Hirt: The AI helps with quickly and accurately selecting various botanicals. We work with a so-called recurrent neural network. This basically works like the neurons in the human brain.
Except the machine can’t smell or taste, so how can it tell which botanicals are good?
Hirt: We have taught the machine many things. There is a large database in a recurrent neural network. We have stored thousands of possible ingredients and described the individual botanicals. When we ask the AI to write a recipe, it selects botanicals from this database based on the information stored within it and then it makes a recipe suggestion. We, as human experts, read this suggestion and respond with a ‘yes’ or ‘no’. If we say ‘no’, the AI tries again, but it remembers what we said – what didn’t work – when making the next suggestion. Then we make a decision on its next suggestion. The machine learns with every recipe rejection.
That sounds like a lot of effort and not really an acceleration of the creative process.
Hirt: It all happened within two months. The most laborious part was the creation of the database. Now that the machine is trained, it only suggests useful recipes. We had it write five recipes, and we produced samples of the best three of these – the resulting gins were all good.
Does that mean that, from now on, the AI will always write your new gin recipes?
Hirt: No! We only used the AI for producing Monker’s Garkel, and haven’t used it since. We don't have any concrete plans for using it. Nevertheless, the potential isn’t to be scoffed at: the way we used artificial intelligence in our distillery, for product development, as a creative member of our team, was very useful. In brainstorming sessions, the AI can provide valuable input with interesting ideas. But of course, in the end, the actual production of a successful new product only works with real people.
The master blender and the AI whisky
Angela D'Orazio, master blender at Swedish whisky-maker Mackmyra, teamed up with AI experts from Microsoft and the Finnish machine learning company Fourkind in the spring of 2019 to create a whisky using a computer programme – the first ever AI whisky.
Ms Orazio, please tell us a little about yourself.
Orazio: I’ve been working in the whisky industry for 27 years, and specifically as a whisky blender since 2005. It is a marvellous and very creative job. You can use all your senses. I also have to have an overview of the whole distillery, knowing every single cask at all times. There’s a lot of planning work involved in keeping everything organised, knowing exactly when each whisky will be however old, and so on.
So, your job requires experience, creativity and all your senses – skills that I would assume a machine would never have.

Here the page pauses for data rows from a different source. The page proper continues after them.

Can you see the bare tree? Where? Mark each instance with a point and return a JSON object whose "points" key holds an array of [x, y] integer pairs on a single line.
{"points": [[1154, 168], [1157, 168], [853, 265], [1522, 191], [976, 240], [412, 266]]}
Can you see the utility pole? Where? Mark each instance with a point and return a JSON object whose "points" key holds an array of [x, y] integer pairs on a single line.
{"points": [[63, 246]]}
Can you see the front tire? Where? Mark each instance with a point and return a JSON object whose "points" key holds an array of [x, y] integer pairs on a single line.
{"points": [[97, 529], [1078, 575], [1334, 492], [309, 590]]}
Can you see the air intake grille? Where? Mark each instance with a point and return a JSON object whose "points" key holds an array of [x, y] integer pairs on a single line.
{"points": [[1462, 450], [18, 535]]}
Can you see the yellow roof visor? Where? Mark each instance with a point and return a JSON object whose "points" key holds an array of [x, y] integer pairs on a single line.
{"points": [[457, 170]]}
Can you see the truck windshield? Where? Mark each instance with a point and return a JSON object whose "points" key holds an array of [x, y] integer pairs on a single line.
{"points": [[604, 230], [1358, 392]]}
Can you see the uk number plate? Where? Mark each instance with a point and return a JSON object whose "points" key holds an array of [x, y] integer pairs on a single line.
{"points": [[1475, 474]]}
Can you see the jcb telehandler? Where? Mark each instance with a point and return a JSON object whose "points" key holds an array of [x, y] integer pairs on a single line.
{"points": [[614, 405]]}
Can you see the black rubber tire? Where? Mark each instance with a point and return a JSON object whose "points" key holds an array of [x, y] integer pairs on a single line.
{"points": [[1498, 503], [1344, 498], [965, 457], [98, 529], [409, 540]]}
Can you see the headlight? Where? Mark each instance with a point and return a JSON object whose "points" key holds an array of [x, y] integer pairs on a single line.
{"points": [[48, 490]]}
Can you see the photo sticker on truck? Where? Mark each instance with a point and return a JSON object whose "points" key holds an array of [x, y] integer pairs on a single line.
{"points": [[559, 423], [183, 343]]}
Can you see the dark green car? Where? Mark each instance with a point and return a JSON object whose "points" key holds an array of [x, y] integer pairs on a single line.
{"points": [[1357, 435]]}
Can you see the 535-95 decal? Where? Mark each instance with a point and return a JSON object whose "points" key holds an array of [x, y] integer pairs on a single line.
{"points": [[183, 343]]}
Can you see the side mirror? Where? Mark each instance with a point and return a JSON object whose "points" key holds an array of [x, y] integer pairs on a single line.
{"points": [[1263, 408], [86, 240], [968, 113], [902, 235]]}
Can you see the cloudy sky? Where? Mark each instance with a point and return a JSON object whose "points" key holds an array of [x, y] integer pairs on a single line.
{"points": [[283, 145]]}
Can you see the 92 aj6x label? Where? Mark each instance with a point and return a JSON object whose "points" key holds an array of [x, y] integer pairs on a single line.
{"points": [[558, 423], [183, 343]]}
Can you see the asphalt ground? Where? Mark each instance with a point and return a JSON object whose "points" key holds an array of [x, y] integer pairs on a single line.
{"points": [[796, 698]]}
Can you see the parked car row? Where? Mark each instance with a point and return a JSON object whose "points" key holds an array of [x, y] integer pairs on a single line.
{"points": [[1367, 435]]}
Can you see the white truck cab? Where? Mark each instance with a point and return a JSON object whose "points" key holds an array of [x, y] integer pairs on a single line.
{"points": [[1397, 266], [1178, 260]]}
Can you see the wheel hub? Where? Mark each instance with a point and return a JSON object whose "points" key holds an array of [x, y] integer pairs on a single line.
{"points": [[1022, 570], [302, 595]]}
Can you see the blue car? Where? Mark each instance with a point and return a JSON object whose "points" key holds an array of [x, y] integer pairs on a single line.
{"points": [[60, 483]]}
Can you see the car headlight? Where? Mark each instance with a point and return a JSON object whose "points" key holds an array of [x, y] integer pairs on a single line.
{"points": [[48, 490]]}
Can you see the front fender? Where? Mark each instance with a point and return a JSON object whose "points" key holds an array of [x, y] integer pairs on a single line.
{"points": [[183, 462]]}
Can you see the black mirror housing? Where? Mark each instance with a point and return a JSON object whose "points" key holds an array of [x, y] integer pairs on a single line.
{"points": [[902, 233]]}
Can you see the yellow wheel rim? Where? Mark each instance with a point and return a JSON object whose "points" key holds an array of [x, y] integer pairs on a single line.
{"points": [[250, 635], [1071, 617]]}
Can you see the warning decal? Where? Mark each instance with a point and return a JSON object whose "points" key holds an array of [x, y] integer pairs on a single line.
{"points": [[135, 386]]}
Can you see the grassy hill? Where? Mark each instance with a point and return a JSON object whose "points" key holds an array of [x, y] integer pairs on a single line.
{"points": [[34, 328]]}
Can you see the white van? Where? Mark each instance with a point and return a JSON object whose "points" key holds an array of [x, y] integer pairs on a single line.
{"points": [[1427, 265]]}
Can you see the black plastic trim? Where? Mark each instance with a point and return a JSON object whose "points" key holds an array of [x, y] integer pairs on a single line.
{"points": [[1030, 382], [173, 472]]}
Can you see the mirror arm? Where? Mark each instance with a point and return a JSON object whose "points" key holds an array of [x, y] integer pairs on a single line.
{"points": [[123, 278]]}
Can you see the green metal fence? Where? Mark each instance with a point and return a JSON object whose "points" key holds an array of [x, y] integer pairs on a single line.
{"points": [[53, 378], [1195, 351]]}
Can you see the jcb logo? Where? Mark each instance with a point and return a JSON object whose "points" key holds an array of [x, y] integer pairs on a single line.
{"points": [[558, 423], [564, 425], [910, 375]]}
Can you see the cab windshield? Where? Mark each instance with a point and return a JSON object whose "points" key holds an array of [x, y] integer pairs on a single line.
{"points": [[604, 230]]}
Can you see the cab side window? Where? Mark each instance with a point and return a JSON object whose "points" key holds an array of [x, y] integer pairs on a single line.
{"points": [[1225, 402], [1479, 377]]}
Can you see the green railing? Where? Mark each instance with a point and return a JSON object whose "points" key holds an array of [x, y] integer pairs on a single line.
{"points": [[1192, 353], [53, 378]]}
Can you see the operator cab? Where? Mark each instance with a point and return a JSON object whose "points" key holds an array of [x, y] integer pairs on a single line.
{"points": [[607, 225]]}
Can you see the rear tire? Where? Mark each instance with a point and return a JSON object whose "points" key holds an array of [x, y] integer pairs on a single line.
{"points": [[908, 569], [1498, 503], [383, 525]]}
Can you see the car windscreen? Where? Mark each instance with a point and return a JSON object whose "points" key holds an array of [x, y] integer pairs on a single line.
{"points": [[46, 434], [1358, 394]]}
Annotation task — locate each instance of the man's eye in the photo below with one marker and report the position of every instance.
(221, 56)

Orazio: That's right. We had to feed the machine with data first. For months, we fed the computer programme with a number of parameters: barrel types, age of the whiskies inside, finishes, different types of distillation. As a Swedish company, we are not as bound by tradition as our Scottish colleagues, so we can be very creative in making whisky. We sometimes work with Swedish oak, sometimes with American oak, sometimes with our own yeasts, etc. We also entered reviews and prices into the programme, as well as all the opinions people had about our whiskies.
The machine has developed taste, so to speak?

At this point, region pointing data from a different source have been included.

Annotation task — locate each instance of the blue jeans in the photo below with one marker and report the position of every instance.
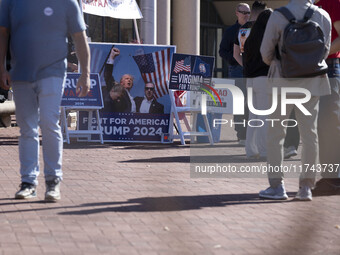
(329, 123)
(236, 72)
(38, 104)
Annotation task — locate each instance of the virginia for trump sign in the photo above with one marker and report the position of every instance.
(120, 9)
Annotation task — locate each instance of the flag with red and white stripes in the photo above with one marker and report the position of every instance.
(183, 65)
(155, 68)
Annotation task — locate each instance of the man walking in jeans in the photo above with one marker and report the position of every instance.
(316, 85)
(329, 114)
(38, 33)
(235, 70)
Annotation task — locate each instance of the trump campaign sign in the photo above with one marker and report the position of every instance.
(92, 100)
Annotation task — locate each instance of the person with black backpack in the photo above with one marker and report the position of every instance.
(295, 45)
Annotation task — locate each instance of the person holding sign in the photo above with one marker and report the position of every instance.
(126, 100)
(148, 103)
(38, 31)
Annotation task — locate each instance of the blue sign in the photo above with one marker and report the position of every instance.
(190, 72)
(128, 127)
(92, 100)
(132, 112)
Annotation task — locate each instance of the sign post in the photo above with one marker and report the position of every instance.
(190, 73)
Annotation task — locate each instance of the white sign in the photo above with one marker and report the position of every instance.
(120, 9)
(219, 100)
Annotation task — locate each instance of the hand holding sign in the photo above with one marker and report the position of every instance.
(83, 85)
(114, 53)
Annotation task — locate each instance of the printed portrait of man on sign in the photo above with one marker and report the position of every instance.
(134, 89)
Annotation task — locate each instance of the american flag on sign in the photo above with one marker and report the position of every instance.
(155, 67)
(183, 65)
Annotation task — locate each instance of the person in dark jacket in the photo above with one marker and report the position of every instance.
(148, 103)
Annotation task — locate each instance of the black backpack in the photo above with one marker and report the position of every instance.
(303, 49)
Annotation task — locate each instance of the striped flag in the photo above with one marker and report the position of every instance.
(155, 68)
(183, 65)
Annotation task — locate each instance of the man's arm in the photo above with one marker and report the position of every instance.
(270, 39)
(108, 68)
(335, 46)
(237, 54)
(5, 81)
(226, 49)
(83, 54)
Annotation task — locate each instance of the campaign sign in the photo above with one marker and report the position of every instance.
(129, 127)
(190, 72)
(218, 100)
(134, 79)
(92, 100)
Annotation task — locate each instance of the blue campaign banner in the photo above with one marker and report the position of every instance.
(190, 72)
(92, 100)
(128, 127)
(134, 79)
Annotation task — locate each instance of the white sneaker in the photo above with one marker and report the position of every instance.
(290, 152)
(304, 194)
(52, 190)
(278, 193)
(242, 142)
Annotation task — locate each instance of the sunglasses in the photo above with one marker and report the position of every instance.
(244, 12)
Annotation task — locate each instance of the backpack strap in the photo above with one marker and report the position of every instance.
(288, 15)
(309, 13)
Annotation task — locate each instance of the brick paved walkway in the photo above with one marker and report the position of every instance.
(140, 199)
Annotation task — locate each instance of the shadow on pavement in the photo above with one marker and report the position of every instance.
(173, 203)
(240, 158)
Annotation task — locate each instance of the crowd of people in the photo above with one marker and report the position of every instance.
(253, 46)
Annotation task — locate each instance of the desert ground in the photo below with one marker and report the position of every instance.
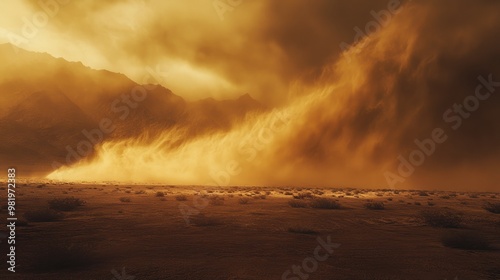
(124, 232)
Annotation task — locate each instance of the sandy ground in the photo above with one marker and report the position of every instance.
(147, 236)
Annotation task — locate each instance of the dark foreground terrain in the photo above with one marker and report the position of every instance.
(125, 232)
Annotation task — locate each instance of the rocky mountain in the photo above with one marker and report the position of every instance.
(47, 103)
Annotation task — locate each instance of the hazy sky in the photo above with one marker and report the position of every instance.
(209, 48)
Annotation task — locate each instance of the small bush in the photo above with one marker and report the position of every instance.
(160, 194)
(43, 215)
(297, 204)
(303, 195)
(243, 200)
(375, 206)
(65, 204)
(465, 240)
(325, 203)
(180, 197)
(125, 199)
(301, 230)
(216, 200)
(492, 207)
(57, 257)
(201, 220)
(442, 218)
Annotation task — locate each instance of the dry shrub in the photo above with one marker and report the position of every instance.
(442, 218)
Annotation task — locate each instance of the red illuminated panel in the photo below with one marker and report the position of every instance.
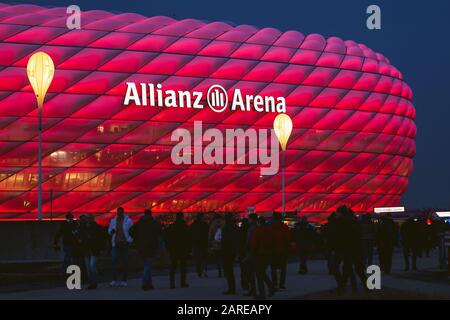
(352, 143)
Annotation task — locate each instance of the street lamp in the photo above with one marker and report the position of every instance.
(283, 129)
(40, 71)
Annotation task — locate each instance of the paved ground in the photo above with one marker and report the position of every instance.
(428, 283)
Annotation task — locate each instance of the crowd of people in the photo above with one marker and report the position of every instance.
(260, 247)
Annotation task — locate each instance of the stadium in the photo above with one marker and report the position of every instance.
(352, 142)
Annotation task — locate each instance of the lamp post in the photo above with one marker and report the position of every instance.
(40, 71)
(283, 129)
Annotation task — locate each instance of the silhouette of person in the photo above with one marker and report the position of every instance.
(119, 230)
(147, 234)
(199, 234)
(230, 247)
(262, 244)
(178, 243)
(282, 238)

But isn't a whisky going to be automatically more mainstream if the AI's taste is based on what has already proven to be particularly popular?
Orazio: Well, the AI only makes suggestions. There has to be a person there, as mentor and supervisor. The person makes the decisions, not the AI. The machine can process questions, but at the end of the day it is a tool used by the person who controls it. So, my experience and my senses were important throughout the process. The AI was my tool, my assistant.
So, honestly, does it bring a great benefit?
Orazio: I can only speculate here, but I suppose if I were to use this programme regularly – which I don't – and someone could predefine the parameters that are important to me, then the AI would probably be able to provide reliable help to me and speed up the process of creating a new product.